持ち主は擬似的に人形とセックスをするのだ。
生命を作ろうとする行為をするのだ。
精液という、いのちの源をその身に受け止めているのだ。
それだけの想いと、ヒトを作り上げるエネルギーを持った物質を受け止めている。
ラブドールは、魔女が混ぜている、あの得体の知れない鍋と同じだ。
それに、今だとより念を受けやすいように人間に近づいている。」
一気にまくし立て、彼はシハシハと笑った。
辺りは一気にMの口の臭いに近づいた。
くさい
だが、Mの話をもっと聞きたいという願望が心に浮かんだ。
小説の題材としてとても面白いと思ったのだ。
「私も、一研究家としてそれに興味を持ってね。実践してみたのだ。
どれほどのエネルギーを与えれば、人形、いやヒカリが動くのか。そして成功した。」
「どういうことです?まさか人形が動くなんて、さすがの私も信じられませんよ。」
急に、ばかばかしくなった。やっぱり帰ろうか。
「信じないのかね?では、証拠を見せてやろう。」

パチンと指を鳴らすと、あの女中がやってきた。しかし、さっきとまるで様子が違う。
肌の質感が、まるでプラスチックのようになっていた。
顔立ちも、玄関のやりとりの時の無表情ながらも生命を感じることができたようなものではない。

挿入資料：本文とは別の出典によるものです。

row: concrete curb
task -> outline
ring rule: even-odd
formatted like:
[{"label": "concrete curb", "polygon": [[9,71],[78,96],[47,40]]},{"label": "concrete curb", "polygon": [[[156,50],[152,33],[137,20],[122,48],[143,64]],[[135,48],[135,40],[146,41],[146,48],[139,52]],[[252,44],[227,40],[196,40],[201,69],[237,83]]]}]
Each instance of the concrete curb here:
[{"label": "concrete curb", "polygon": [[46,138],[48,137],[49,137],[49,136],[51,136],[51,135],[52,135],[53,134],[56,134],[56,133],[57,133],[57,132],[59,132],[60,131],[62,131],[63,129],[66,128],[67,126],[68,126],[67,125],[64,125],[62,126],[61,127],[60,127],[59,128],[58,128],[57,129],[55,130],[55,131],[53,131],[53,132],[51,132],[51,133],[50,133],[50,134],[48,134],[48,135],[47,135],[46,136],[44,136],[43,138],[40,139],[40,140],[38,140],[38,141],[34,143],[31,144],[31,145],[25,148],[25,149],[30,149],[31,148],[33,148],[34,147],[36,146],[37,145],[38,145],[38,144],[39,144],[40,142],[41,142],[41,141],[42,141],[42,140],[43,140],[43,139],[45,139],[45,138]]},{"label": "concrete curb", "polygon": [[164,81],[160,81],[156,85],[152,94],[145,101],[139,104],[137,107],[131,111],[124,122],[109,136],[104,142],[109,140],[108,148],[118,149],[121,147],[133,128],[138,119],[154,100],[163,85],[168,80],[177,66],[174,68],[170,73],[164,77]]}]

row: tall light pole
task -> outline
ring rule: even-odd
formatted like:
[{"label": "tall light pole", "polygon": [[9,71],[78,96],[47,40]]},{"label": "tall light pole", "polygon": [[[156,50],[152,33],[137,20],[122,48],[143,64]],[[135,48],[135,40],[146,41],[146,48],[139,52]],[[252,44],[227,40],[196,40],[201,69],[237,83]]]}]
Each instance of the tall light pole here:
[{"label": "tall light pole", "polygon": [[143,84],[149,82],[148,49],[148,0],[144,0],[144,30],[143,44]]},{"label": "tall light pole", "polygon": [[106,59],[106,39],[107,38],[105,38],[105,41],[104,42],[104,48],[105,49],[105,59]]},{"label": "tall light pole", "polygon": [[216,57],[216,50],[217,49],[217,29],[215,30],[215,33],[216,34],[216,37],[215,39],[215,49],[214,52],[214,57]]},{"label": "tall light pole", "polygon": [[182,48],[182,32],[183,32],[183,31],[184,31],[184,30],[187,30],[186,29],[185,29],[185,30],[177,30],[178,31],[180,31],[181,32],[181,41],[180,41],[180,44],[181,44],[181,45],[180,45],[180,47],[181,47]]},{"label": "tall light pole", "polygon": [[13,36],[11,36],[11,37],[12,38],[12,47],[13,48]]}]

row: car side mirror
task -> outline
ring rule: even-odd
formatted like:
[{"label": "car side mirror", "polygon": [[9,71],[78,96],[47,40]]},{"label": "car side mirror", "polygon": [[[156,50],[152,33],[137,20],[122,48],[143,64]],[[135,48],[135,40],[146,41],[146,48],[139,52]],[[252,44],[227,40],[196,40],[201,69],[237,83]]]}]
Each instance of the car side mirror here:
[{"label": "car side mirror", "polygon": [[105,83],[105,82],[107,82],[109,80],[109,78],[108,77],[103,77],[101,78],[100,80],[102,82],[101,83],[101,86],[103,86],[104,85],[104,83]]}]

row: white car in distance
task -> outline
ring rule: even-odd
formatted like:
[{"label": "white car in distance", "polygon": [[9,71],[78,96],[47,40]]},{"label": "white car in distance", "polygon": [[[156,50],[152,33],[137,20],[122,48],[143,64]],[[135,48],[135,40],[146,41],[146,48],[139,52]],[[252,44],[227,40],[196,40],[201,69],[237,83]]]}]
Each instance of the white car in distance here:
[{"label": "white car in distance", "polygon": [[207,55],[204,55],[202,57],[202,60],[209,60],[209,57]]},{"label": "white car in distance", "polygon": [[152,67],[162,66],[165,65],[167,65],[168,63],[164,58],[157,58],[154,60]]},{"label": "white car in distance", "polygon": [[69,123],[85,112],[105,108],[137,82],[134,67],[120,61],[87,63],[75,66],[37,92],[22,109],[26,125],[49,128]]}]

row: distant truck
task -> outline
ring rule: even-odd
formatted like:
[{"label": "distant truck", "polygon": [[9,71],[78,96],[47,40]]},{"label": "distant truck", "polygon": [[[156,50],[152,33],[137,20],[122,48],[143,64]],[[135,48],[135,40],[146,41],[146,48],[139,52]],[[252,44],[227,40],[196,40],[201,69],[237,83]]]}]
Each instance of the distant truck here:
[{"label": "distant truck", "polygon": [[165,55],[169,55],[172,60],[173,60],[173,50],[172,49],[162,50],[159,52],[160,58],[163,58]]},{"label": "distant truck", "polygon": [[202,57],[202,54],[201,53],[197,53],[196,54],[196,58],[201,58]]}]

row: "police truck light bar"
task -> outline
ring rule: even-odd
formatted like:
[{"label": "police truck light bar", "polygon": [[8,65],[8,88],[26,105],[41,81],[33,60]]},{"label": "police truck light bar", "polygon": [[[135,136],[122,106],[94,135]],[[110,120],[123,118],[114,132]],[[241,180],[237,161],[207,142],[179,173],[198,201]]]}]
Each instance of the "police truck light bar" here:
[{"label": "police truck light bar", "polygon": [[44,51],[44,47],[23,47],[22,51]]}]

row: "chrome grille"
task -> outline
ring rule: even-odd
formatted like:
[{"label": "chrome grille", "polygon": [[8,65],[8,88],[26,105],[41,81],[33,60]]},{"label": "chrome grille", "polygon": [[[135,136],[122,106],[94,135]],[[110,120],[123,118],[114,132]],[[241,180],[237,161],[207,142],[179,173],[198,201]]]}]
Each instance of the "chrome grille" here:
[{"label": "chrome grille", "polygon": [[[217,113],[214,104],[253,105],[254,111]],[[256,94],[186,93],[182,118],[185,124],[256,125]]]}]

目はガラス玉のような光沢で、どこを向いているのか、知性を感じられなかった。
口は、開く事が出来ないらしく、微笑に固定されていた。
体の動き、歩き方のぎこちなさはこの上ないもので、人間にあるべき関節のいくつかが欠如しているようであった。背も縮んだようだ。

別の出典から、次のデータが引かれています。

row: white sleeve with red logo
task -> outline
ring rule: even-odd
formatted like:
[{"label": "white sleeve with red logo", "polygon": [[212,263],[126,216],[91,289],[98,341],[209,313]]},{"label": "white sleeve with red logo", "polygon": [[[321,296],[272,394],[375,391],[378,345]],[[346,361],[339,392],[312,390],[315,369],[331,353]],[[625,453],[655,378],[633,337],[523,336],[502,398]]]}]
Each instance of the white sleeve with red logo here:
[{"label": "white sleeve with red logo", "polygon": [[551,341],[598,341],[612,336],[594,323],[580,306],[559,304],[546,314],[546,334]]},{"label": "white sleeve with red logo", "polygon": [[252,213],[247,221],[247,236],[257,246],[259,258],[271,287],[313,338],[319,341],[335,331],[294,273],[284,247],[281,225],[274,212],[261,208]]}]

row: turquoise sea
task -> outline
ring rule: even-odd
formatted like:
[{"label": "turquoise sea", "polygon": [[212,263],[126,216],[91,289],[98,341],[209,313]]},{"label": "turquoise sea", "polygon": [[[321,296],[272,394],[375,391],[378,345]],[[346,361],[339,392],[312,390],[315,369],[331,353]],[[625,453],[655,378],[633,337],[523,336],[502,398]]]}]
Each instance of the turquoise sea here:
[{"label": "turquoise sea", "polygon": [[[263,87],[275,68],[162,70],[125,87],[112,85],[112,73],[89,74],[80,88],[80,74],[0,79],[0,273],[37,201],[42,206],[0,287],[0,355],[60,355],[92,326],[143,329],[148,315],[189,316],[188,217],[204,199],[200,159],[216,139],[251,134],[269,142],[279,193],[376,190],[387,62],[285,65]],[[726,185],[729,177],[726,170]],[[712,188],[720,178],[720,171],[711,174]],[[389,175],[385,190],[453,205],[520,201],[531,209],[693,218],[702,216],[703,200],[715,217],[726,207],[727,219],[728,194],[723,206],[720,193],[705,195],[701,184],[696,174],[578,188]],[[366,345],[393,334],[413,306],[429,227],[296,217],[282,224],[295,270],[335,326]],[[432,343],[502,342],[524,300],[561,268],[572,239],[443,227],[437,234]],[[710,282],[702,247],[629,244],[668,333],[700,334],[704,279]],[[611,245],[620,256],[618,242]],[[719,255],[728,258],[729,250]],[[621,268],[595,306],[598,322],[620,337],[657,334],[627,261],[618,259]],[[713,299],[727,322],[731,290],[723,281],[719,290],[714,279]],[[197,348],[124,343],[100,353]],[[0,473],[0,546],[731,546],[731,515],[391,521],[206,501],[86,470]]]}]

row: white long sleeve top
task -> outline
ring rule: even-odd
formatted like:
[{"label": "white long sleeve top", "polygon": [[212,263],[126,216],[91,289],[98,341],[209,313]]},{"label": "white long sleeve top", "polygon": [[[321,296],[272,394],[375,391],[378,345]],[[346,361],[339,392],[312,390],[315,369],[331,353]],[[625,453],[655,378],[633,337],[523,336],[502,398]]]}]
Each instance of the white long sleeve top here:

私は、自身の常識が挑戦されるような気がし、体ががたがたと震え始めた。
人形が動いている!
「ほらな、ちゃんと動いているだろう。おぉ、ヒカリや、かわいそうに。
こうしてエネルギーを補給してやらんと、人形にもどってしまうのだ。」
そういうと、Mはズボンを下ろした。
女中、いやヒカリもいつのまにか、全裸になっていた。
とても人間を模したとは思えない、醜い体だ。
よたよたと、ヒカリはMの上にまたがった。
「素晴らしい!素晴らしい!」
そう言いながらMはヒカリの穴にめがけて交尾を始めた。
その間、みるみるとヒカリが人間らしくなっていった。
おもちゃのような体に、命が吹き込まれていく。
顔はあの微笑をうかべたままだ。
それと比例するように、Mの肉体は次第に生命力を失っていくようであった。
髪がかさかさの粉になって、ボロボロとMの頭皮から抜け落ち、肌には皺が刻まれていく。
20秒もしない内に、老人は果てた。

荒い息でMが
「みての通り、ヒカリに力を与えるのも、なかなかの重労働でね。
私も特別な食事が必要になるのだよ。
話をしてやったんだ、腕を一本頂こうか。」
と言うと、全裸のヒカリが私に向かってきた。
私はもはや、全く恐ろしくなり、荷物も忘れて、一目散に部屋からでようとした。
しかし、ヒカリに肩を掴まれてしまった。
めきめきと、万力のような力で私の肩を握っていく。
余りの痛みにじたばたと逃れようとすると、私をそのままMの後ろの壁の方に放り投げた。
左腕がまったく動かない。血も出ているようだ。
ゆっくりと、ヒカリが無表情でこちらへ歩いてくる。
すると、不思議なことが起きた。
狐耳の人形だ。無数の青黒い髪を持った人形たちが、ヒカリとMに襲いかかってくる。
二人は無数の人形に包まれた。
青黒髪の人形はその腕で、肉を引きちぎっていく。
Mが悲鳴を上げると、それに呼応するようにヒカリは老人を守りにいった。
どこからか、火が引火してきたらしい。火の手が客間に伸びてきた。
私は好機と見て、左腕を守りながら逃げ出した。玄関に突進して、庭に出た。

振り向くと、屋敷が火に包まれていた。私は屋敷の敷地を出た辺りで、気絶した。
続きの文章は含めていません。